Okay I think I'll go with obonet. I like short names. It also seems that hypens or underscores in package names can cause issues -- I like when the name of a package is the same in all contexts.

What I am really interested in is taking an ontology term and checking if it is_a other ontology term.

@lyschoening, you're interested in transitive closure I believe. Is X a subtype of Y, according to is_a relationships? I'll try to add some examples on how to answer this sort of question.

dhimmel commented 7 years ago

Package on PyPI

@azneto the package is now on PyPI as obonet.

To install you can do:

pip install obonet

Then all you need to do is:

import obonet

graph = obonet.read(url_or_path)

I configured Travis CI for continuous deployment. When a new tag is added, Travis automatically deploys the new version to PyPI.

Tutorial

@lyschoening check out the new tutorial notebook. I think it could cover the operations you're interested in.

cmungall commented 7 years ago

you're interested in transitive closure I believe. Is X a subtype of Y, according to is_a relationships? I'll try to add some examples on how to answer this sort of question

For a great many use cases, this is as simple as making a networkx object with all edges for a given set of relations (edge labels) of interest, and then asking for ancestors. In fact in many cases the 'basic' version of many ontologies are pre-filtered in this way. In other cases you might want to explicitly filter. For example, in the SO if you want all transcript objects or all exon objects, you'd want to explicitly only use is_a (so you don't end up with parts). Or with an anatomy ontology you may want to restrict gene expression queries to is_a and part_of (and not propagate over develops_from, otherwise you end up with everything expressed in the embryo).
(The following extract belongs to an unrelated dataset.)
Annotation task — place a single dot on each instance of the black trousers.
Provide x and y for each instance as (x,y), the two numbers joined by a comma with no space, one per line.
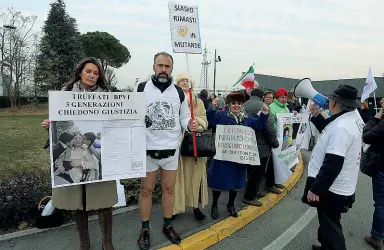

For other more advanced cases you actually want to factor the relation semantics in. For example, using chaining rules such as negatively_regulates o negatively_regulates -> positively_regulates, or using a hierarchy of relationship types (see RO for examples). While this can be done in an ad-hoc way, at this point you want to look at using an OWL reasoner which will take into account the semantics of the relations. But to stress, this is beyond most typical needs as this kind of computation is typically done ahead of time as part of the ontology release process with useful high level edges cached in the release version.